Microsoft responds to Adobe’s Flash — Microsoft just unveiled its Silverlight product, which is its answer to Flash. The WSJ has a good summary. Like Flash, it is piece of software that when downloaded onto your computer lets you view Web sites with advanced features. Microsoft offers software tools called Expression Studio designed, for developers to build these features — which competes with Adobe’s recently launched Creative Suite 3. As the Journal says, this is an uphill battle for Microsoft, given Flash is already used by millions of Web sites and keeps innovating with things like Apollo.
LeapTag, another StumbleUpon-like company, launches — StumbleUpon lets you discover Web sites, and has gotten a lot of buzz. LeapTag, by contrast, wants to help you discover sites, but ones more tightly related to your expressed interests. You install LeapTag in your browser. As you surf, you tag pages you’re interested in, and LeapTag tracks this. Based on those tagged interests, it then offers up pages and other content for you to peruse. Somehow, this feels too late, and too demanding of input: When it returns results, you are supposed to vote whether you like it or not, so that it can learn more.
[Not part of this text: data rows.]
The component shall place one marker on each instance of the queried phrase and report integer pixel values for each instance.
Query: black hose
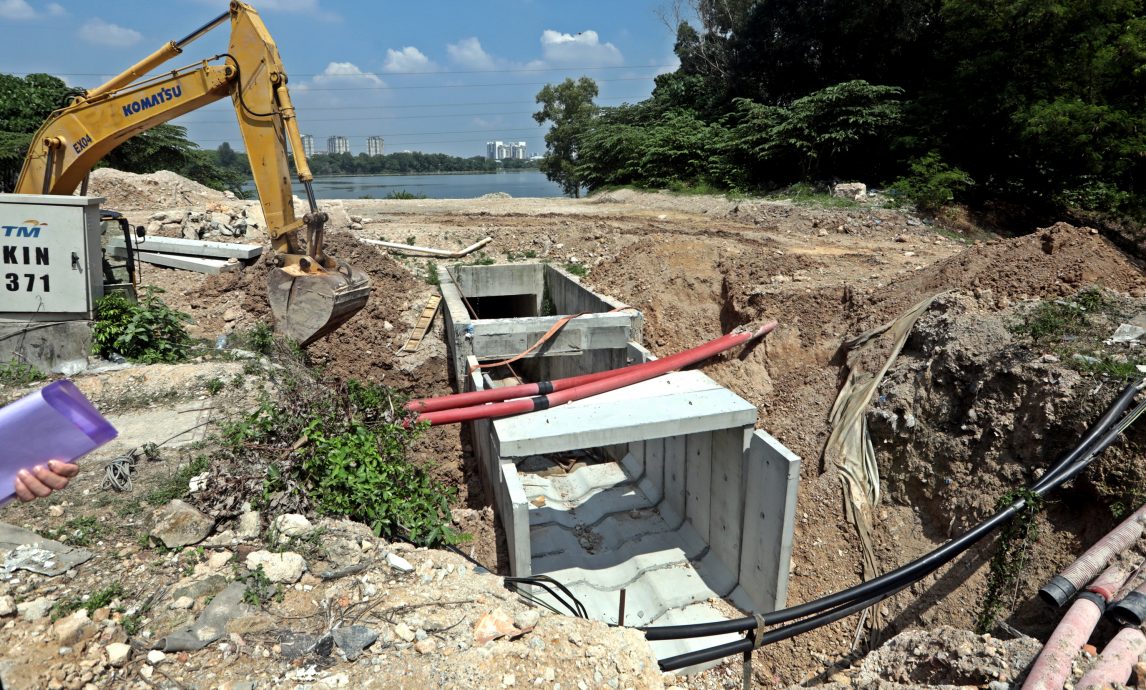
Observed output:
(924, 565)
(1061, 473)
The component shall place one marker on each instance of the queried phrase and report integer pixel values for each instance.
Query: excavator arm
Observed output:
(311, 292)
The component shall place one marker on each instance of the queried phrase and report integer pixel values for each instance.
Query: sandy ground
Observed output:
(696, 267)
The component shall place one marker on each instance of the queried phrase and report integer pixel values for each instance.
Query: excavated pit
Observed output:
(662, 489)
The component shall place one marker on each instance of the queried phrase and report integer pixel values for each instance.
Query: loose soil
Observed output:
(696, 267)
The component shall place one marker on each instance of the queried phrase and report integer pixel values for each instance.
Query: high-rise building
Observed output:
(499, 150)
(338, 144)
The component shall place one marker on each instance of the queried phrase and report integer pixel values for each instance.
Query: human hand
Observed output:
(44, 479)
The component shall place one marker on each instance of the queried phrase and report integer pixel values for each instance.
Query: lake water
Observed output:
(517, 183)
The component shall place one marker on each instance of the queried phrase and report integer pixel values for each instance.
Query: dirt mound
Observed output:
(1052, 261)
(163, 189)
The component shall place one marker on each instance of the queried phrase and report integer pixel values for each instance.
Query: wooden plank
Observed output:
(196, 264)
(423, 326)
(193, 248)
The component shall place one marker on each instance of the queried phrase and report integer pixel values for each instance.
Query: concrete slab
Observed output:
(676, 404)
(191, 248)
(196, 264)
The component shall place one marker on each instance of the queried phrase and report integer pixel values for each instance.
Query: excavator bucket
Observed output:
(307, 306)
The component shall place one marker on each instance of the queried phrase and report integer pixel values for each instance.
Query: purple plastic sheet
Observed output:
(54, 423)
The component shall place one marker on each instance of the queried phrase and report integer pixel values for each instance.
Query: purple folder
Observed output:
(56, 422)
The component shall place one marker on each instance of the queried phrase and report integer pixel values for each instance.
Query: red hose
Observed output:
(619, 378)
(429, 405)
(1052, 667)
(1116, 660)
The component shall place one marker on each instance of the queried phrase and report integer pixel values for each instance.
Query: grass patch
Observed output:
(175, 485)
(1075, 330)
(20, 374)
(809, 195)
(80, 532)
(578, 269)
(96, 600)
Dodgeball founder leaves Google — Dodgeball was an early company that let users notify their friends about their whereabouts with messages from their mobile phones. Twitter, of course, has stolen the buzz with its similar service. Dodgeball, bought a while ago by Google, was neglected, an example of how small operations can get lost within big organizations. Its founder Dennis Crowley has announced his departure. More here. This may be the first real case of big-company-disease being manifest so obviously at Google. “The whole experience was incredibly frustrating,” Crowley wrote. Besides Twitter, another company with momentum is Jaiku, a Helsinki, Finland company. Crowley’s departure follows the exit of video search expert David Lee, for StumbleUpon — and thus the wave of exits from Google picks up.
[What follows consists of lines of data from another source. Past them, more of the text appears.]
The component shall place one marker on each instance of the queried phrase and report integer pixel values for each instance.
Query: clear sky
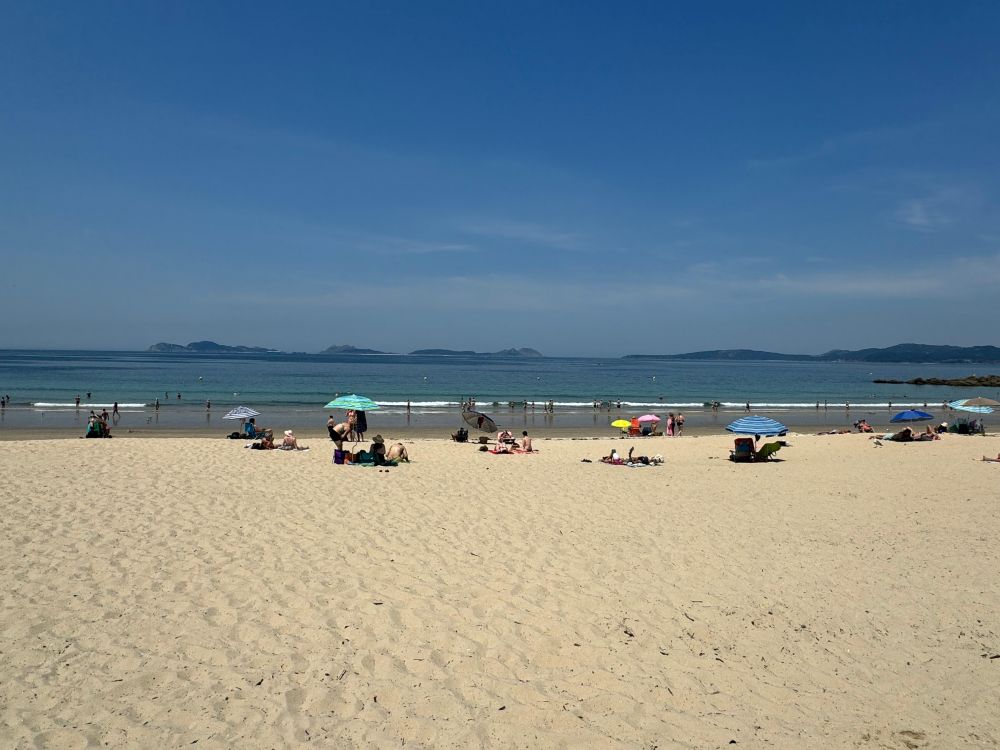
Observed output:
(581, 178)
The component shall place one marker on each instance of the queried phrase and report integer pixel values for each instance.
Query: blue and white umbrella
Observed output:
(963, 405)
(757, 425)
(912, 415)
(353, 401)
(242, 413)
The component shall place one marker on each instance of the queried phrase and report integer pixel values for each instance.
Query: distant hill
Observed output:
(725, 354)
(924, 353)
(208, 347)
(919, 353)
(348, 349)
(523, 352)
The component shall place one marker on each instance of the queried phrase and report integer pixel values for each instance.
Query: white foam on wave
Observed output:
(420, 404)
(55, 405)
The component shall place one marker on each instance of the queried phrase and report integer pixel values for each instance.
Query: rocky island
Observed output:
(972, 381)
(208, 347)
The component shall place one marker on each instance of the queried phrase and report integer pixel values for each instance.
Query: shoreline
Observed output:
(17, 423)
(187, 591)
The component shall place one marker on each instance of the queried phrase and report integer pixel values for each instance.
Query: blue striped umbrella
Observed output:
(962, 405)
(757, 425)
(241, 413)
(912, 415)
(358, 403)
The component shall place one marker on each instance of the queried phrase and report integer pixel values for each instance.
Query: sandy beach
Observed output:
(173, 592)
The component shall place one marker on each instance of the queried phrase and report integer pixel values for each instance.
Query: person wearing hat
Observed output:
(290, 443)
(338, 432)
(377, 449)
Clean-tech company fastest grower in Silicon Valley — The Merc has run its annual ranking of the valley’s largest and fastest-growing companies. SunPower, a solar company, is the fastest-growing company, tripling its sales last year. Industry data suggests solar-panel installations are growing 40 percent a year, up from earlier estimates of 20 percent. Google, though, has one of the highest profit margins of the valley’s companies, at 29 percent. The only company beating that is Linear Technology, which boasts margins of 39 percent. (Surely, the SGI reference must be a mistake?) Also, see the bigger package of stories here.
The newest tech site — The Wall Street Journal’s Walt Mossberg & Kara Swisher are launching AllThingsD.com, a new tech news site. Mossberg and Swisher are creators of the annual “D: All Things Digital” conference.